In 2001, Las Vegas casino owners Frank and Lorenzo Fertitta bought the UFC for $2 million. Thanks to the backlash, the firm had been reduced to untelevised tournaments in dingy civic centres. Then the Donald stepped in. He hosted two UFC shows at the Trump Taj Mahal in Atlantic City, a gesture that arguably saved the company from oblivion. That’s why Dana White, the Fertitta brothers’ bald-domed frontman, endorsed Trump at the Republican National Convention in July. ‘State athletic commissions didn’t support us,’ White recalled. ‘Arenas around the world refused to host our events. Nobody took us seriously. Nobody except Donald Trump. Donald was the first guy that recognised the potential that we saw in the UFC and encouraged us to build our business.’
White, a potty-mouthed former aerobics instructor, is an intriguing figurehead for the sport. A veteran gambler, he claims to have lost a million dollars in a single evening and fears he suffered brain damage as an aspiring young boxer. Fame has brought detractors: his own mother wrote an unauthorised biography that, in one of its kinder passages, described him as ‘egotistical, self-centred, arrogant and cruel’. That’s harsh: he comes across as honest, likeable and commendably ambitious. He believes that mixed martial arts will soon be bigger than the World Cup. In his Republican convention speech, White omitted one notable fact: that after Trump saved the UFC, he tried to destroy it. In 2008, the billionaire backed a short-lived rival promotion, Affliction Entertainment. In a direct challenge to the UFC, the company signed Fedor Emelianenko, then the world’s most feared mixed martial artist. Trump appeared with the fighter, a quiet, bear-like man famous for felling bigger opponents with his looping ‘Russian hook’. ‘His thing is inflicting death on people,’ Trump said admiringly. They planned to promote the brand in Russia. Trump never made it there, but if he had he might have secured powerful connections: Emelianenko counted Vladimir Putin among his biggest fans.
When a reporter asked Trump if Affliction would surpass the UFC, he replied: ‘It probably will… all the fighters want to be with us, and I think it probably will take over.’ But the firm folded in 2009 after two events. It’s unclear whether Trump lost money (some say he had just lent his name) but the episode underlined his status as the godfather of mixed martial arts.
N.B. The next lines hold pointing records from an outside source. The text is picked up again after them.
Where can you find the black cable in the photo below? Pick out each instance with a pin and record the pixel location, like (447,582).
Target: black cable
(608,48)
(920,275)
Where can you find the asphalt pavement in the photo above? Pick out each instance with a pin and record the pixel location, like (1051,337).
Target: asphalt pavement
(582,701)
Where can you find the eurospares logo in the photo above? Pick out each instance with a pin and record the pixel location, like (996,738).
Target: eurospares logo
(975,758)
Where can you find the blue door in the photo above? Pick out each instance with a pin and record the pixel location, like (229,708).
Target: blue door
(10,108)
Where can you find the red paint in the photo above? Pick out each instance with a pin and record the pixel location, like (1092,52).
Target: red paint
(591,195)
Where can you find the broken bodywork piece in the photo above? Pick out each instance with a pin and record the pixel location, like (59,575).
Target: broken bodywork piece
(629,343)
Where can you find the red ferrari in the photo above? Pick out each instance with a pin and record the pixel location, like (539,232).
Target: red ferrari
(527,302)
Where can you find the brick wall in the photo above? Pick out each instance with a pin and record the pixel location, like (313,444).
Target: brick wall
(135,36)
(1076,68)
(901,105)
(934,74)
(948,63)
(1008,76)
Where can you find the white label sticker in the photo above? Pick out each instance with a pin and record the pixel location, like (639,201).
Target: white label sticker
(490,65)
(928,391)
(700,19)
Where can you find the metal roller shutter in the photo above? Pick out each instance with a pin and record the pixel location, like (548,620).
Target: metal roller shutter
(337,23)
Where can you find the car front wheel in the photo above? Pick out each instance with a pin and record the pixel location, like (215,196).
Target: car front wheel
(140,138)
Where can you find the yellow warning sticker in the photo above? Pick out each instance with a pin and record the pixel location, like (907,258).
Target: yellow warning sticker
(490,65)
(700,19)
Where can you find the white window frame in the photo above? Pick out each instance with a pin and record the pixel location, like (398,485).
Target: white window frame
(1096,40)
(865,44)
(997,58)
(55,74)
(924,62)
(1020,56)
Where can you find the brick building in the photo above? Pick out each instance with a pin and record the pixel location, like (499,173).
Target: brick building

Later, he was inducted into the New Jersey State Martial Arts Hall of Fame with a one-word commendation: ‘Visionary’, despite fighting just once in public himself: at WrestleMania XXIII, when he body-slammed the promoter Vince McMahon before pretending to pummel him on the ground. (YouTube preserves the surreal spectacle for posterity.)
Liberal commentators have noticed that the UFC is coming of age just as Trump is coming to power. Macho, politically incorrect men are back at the zenith of western culture, and the liberals don’t like it.
Yet it’s not entirely fair to portray the UFC as the sporting embodiment of Trumpism: crude, money-loving and lawless. Yes, the sport has a dark side: drugs, skull fractures and criminal connections. But not all fighters fit the obnoxious mould: there are quiet gentle-men, such as Demian Maia, who let their results do the talking, and kind--hearted types like Cody Garbrandt, who has befriended a young cancer survivor. The promotion is also solidly ‘globalist’, with fighters from some 50 countries. And apart from marketing genius, a taste for luxury and a contempt for weakness, Trump and Conor McGregor have little else in common.
Last July the Fertitta brothers sold the UFC to the talent agency WME-IMG for $4 billion — the biggest sporting transaction of all time. Under its swish new owners, who include Mark Wahlberg, Ben Affleck and Maria Sharapova, the firm is leaving its seat-of-the-pants days behind it. The business no longer needs Trump to succeed. But it won’t hurt to have a fan in the White House. Especially as it now seeks to expand to — you guessed it — Russia. With boxing on the ropes and pro wrestling mere pantomime, the UFC can make combat sports great again.